The absurdity doesn’t stop at personal inconvenience. Government officials have suggested that the new licences will somehow “fix” health care inefficiency. Because clearly, the problem isn’t overcrowded hospitals or underpaid staff; it’s that nurses can’t glance at a driver’s licence and know your citizenship before you get morphine. One can almost imagine a scene in an ER: “Hold on, sir, I see your leg is broken, but is your laminate Canadian enough to receive stitches?” Meanwhile, lost wallets become instant identity crises, as anyone who finds one can simultaneously vote, go to the hospital, and possibly buy a gun at Walmart, all under your name.
And don’t forget voter fraud. Alberta has had three cases since 2023, three. That’s fewer than the number of times your average Albertan has accidentally backed into a moose on the highway. Yet the government has decided to spend millions to issue millions of new licences, all to prevent something rarer than a snowflake in July, and we are not talking Liberals. It’s like burning down a barn because you saw a single fly. It’s elegant in its stupidity.

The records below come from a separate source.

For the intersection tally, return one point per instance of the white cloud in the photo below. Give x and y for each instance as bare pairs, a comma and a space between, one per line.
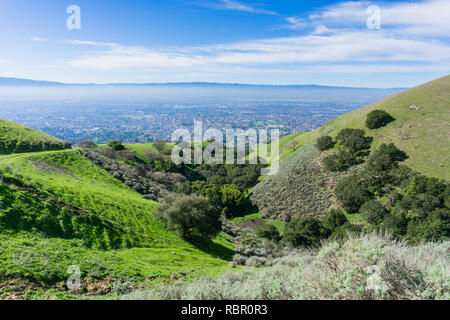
429, 17
38, 39
338, 37
233, 6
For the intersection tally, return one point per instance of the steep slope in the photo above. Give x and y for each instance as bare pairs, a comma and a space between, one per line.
58, 209
421, 128
303, 187
15, 138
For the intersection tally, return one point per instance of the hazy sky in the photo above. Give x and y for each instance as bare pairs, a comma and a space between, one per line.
262, 41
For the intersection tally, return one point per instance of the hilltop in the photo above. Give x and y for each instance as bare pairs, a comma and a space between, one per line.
15, 138
421, 128
303, 187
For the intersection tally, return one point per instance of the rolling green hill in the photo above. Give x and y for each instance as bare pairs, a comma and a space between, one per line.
15, 138
59, 209
303, 187
423, 131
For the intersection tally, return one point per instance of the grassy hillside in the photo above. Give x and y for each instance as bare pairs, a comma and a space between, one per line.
337, 271
301, 188
422, 132
15, 138
58, 209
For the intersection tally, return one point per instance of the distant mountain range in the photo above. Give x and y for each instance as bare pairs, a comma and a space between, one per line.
17, 82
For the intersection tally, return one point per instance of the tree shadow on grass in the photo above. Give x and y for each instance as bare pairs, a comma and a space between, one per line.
214, 249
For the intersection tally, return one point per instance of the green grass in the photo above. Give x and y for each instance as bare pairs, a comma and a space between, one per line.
280, 225
423, 134
15, 138
37, 183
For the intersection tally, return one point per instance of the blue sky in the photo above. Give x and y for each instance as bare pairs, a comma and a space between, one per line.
267, 42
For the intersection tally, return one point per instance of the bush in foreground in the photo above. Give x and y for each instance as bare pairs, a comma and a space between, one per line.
360, 268
305, 232
191, 217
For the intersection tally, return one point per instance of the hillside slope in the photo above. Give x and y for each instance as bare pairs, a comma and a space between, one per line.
421, 128
59, 209
15, 138
302, 187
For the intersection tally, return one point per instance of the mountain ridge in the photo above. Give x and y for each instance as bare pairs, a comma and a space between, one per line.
11, 81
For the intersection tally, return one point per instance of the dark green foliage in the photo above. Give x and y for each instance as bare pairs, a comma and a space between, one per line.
352, 193
436, 226
305, 232
132, 177
354, 149
227, 198
325, 143
191, 217
378, 118
87, 144
298, 190
396, 223
160, 145
385, 157
116, 145
342, 232
334, 219
354, 140
373, 211
269, 231
340, 161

The propaganda potential is breathtaking. Imagine ad campaigns: a montage of Albertans holding their new licences with exaggerated pride while a voiceover says, “Alberta Driver’s Licences: Laminating Democracy, One Plastic Sheet at a Time™”. Or a jingle: “If you’re Canadian enough, flash it with pride, if you’re not, well… there’s always Saskatchewan™.” You can almost hear Danielle Smith giggling as the billboards go up, counting taxpayer dollars as if they were snowflakes in a blizzard, #Liberals.
Meanwhile, Albertans are left paying the price for this laminated panopticon. New licence fees, new bureaucracy, new opportunities for government surveillance—all justified with a shrug and a smile: “It’s only plastic, folks. Relax. And don’t worry about climate change; we have oil byproducts to make all this plastic anyway. Efficiency!” Nothing screams Canadian pragmatism like turning environmental disasters into voter control devices.
So laugh, Alberta. Laugh until your belly aches like it’s been kicked by a drunken draft horse. Laugh while thinking about the fact that your government just made a piece of plastic the most powerful object in your life. Your health, your vote, your dignity—it all comes laminated now. And if you’re upset, remember: Danielle Smith says it’s “only plastic.” If that doesn’t settle your existential panic, well… maybe try singing ‘O Canada’ to your licence, pay your fee, and pray your cattle don’t get jealous.